I came to this frequency spectrum for a signal $h_1[n]$:
\begin{align*} H_1(e^{j\theta}) &= \sum_{n=-\infty}^{\infty} h_1[n] \cdot e^{-j\theta} \\ &= \sum_{n=-\infty}^{\infty} (0.3 \cdot \delta[n] + 0.6 \cdot \delta[n-1] + 0.3 \cdot \delta[n-2]) \cdot e^{-j\theta} \\ &= \ldots \\ &= 0.6 e^{-j\theta} \cdot (1 + cos(\theta) ) \end{align*}
I also have the magnitude spectrum:
\begin{align*} |H_1(e^{j\theta})| &= |0.6 e^{-j\theta} \cdot (1 + cos(\theta) )| \\ &= 0.6 \cdot \underbrace{|e^{j\theta}|}_\text{$=1$} \cdot |(1 + cos(\theta))| \\ &= 0.6 \cdot |(1 + cos(\theta))| \geq 0 && \forall \theta \in \mathbb{R} \end{align*}
And now I am supposed to give the phase spectrum of this. My problem is that I don't know how this $arg(\cdot)$ function works here.
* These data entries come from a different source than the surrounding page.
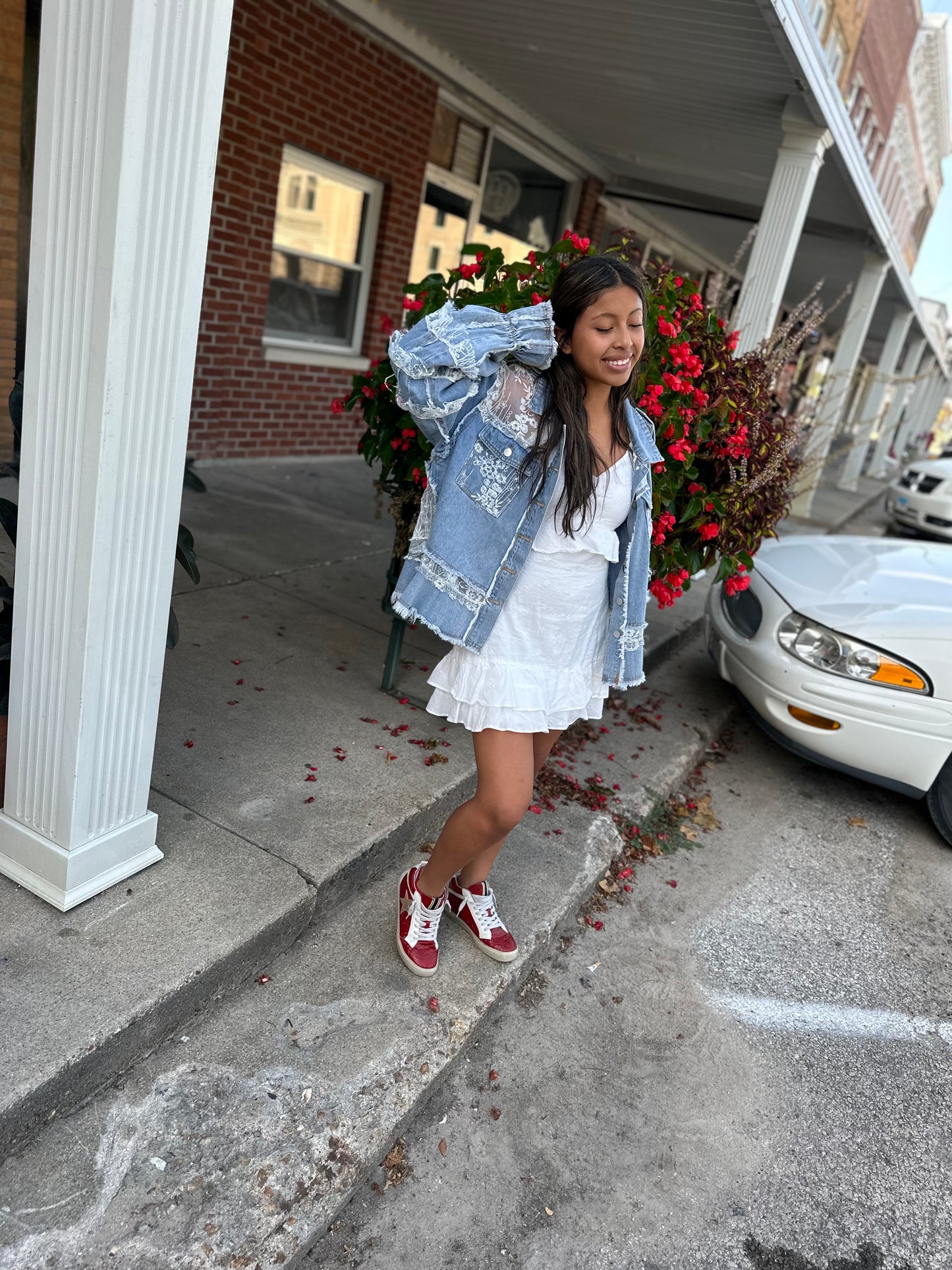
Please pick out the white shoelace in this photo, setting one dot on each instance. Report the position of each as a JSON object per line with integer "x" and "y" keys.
{"x": 424, "y": 922}
{"x": 484, "y": 909}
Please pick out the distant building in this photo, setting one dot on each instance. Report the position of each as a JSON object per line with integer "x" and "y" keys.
{"x": 898, "y": 100}
{"x": 839, "y": 24}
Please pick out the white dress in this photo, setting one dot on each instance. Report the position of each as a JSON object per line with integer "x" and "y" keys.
{"x": 541, "y": 666}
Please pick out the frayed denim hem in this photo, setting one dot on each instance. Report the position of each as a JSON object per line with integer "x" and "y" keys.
{"x": 412, "y": 615}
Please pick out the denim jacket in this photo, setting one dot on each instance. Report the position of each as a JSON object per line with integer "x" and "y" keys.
{"x": 468, "y": 379}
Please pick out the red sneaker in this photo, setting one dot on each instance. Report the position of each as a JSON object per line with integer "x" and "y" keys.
{"x": 418, "y": 925}
{"x": 476, "y": 908}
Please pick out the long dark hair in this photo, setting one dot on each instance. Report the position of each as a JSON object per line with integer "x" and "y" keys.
{"x": 576, "y": 287}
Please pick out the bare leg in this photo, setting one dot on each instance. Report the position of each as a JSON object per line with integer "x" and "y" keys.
{"x": 478, "y": 869}
{"x": 507, "y": 764}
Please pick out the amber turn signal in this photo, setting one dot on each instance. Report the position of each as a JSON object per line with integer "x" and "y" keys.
{"x": 814, "y": 720}
{"x": 898, "y": 675}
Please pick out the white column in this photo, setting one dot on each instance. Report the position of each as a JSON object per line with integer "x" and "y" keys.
{"x": 918, "y": 398}
{"x": 926, "y": 411}
{"x": 127, "y": 123}
{"x": 876, "y": 399}
{"x": 798, "y": 161}
{"x": 835, "y": 390}
{"x": 904, "y": 393}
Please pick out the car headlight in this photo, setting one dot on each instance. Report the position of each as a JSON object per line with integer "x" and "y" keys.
{"x": 828, "y": 650}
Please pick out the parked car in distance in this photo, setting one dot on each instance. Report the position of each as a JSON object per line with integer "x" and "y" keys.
{"x": 920, "y": 497}
{"x": 842, "y": 647}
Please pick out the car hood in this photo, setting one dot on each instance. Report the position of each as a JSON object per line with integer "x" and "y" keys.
{"x": 890, "y": 592}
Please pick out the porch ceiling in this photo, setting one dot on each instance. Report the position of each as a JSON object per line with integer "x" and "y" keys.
{"x": 698, "y": 111}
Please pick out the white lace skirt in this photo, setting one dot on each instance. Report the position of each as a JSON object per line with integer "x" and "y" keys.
{"x": 541, "y": 666}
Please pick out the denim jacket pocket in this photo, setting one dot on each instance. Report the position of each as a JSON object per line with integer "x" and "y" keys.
{"x": 490, "y": 473}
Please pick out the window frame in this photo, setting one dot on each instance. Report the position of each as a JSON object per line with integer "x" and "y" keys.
{"x": 315, "y": 351}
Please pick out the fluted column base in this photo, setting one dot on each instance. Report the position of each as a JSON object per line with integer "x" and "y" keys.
{"x": 67, "y": 878}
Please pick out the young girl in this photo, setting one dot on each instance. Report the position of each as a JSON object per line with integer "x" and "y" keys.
{"x": 530, "y": 556}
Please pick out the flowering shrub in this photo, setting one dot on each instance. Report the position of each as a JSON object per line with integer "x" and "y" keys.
{"x": 727, "y": 470}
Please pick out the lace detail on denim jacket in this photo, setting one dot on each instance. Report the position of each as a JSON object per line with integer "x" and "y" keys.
{"x": 424, "y": 521}
{"x": 447, "y": 579}
{"x": 508, "y": 404}
{"x": 632, "y": 638}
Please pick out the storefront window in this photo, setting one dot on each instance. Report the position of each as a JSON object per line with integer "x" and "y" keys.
{"x": 522, "y": 204}
{"x": 441, "y": 233}
{"x": 325, "y": 226}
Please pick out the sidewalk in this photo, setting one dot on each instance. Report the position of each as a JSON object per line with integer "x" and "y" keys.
{"x": 279, "y": 663}
{"x": 834, "y": 508}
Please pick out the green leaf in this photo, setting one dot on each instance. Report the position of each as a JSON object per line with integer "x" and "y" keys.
{"x": 186, "y": 554}
{"x": 8, "y": 519}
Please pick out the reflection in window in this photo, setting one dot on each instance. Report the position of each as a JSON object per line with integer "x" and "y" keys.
{"x": 522, "y": 204}
{"x": 441, "y": 233}
{"x": 322, "y": 253}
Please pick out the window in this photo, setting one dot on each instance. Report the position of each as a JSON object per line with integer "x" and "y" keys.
{"x": 441, "y": 231}
{"x": 322, "y": 254}
{"x": 522, "y": 204}
{"x": 835, "y": 51}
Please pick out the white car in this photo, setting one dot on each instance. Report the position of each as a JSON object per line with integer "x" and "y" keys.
{"x": 920, "y": 497}
{"x": 843, "y": 648}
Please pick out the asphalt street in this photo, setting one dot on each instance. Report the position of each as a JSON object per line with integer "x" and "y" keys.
{"x": 750, "y": 1068}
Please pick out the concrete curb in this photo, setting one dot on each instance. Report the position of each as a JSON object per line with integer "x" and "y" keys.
{"x": 837, "y": 527}
{"x": 285, "y": 1100}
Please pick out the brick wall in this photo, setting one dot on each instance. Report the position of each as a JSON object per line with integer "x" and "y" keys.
{"x": 298, "y": 75}
{"x": 882, "y": 53}
{"x": 12, "y": 24}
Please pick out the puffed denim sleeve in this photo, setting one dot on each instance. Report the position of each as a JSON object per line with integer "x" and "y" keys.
{"x": 445, "y": 360}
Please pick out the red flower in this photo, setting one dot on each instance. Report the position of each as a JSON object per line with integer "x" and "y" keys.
{"x": 663, "y": 593}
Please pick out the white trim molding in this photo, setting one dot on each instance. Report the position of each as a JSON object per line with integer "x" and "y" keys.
{"x": 499, "y": 109}
{"x": 809, "y": 61}
{"x": 127, "y": 126}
For
\begin{align*} arg( 0.6 e^{-i \theta} (1 + cos(\theta) ) ) &= -2 \theta - arg( 0.6 e^{-i \theta} (1 + cos(\theta) ) ) \end{align*}
Could somebody explain this to me?
E.g. why is for:
\begin{align*} H_1(e^{j\theta}) &= 0.5 + 0.86 \cdot cos(\theta) \end{align*}
The $arg(\cdot)$:
\begin{align*} arg(H_1(e^{j\theta})) &= - 2 \theta - arg(0.5 + 0.86 \cdot cos(\theta)) \end{align*}
You correctly computed the complex frequency response as
$$H(e^{j\theta})=0.6(1+\cos(\theta))e^{-j\theta}\tag{1}$$
This is exactly in the form
$$|H(e^{j\theta})|e^{j\phi(\theta)}\tag{2}$$
where $\phi(\theta)$ is the desired phase function, because, as you've noted yourself,
$$0.6(1+\cos(\theta))\ge 0$$
so it qualifies as the magnitude of $H(e^{j\theta})$. Comparing (1) and (2) gives
$$\phi(\theta)=-\theta\tag{3}$$
so the phase is linear, which is also obvious from the symmetry of the sequence $h[n]$.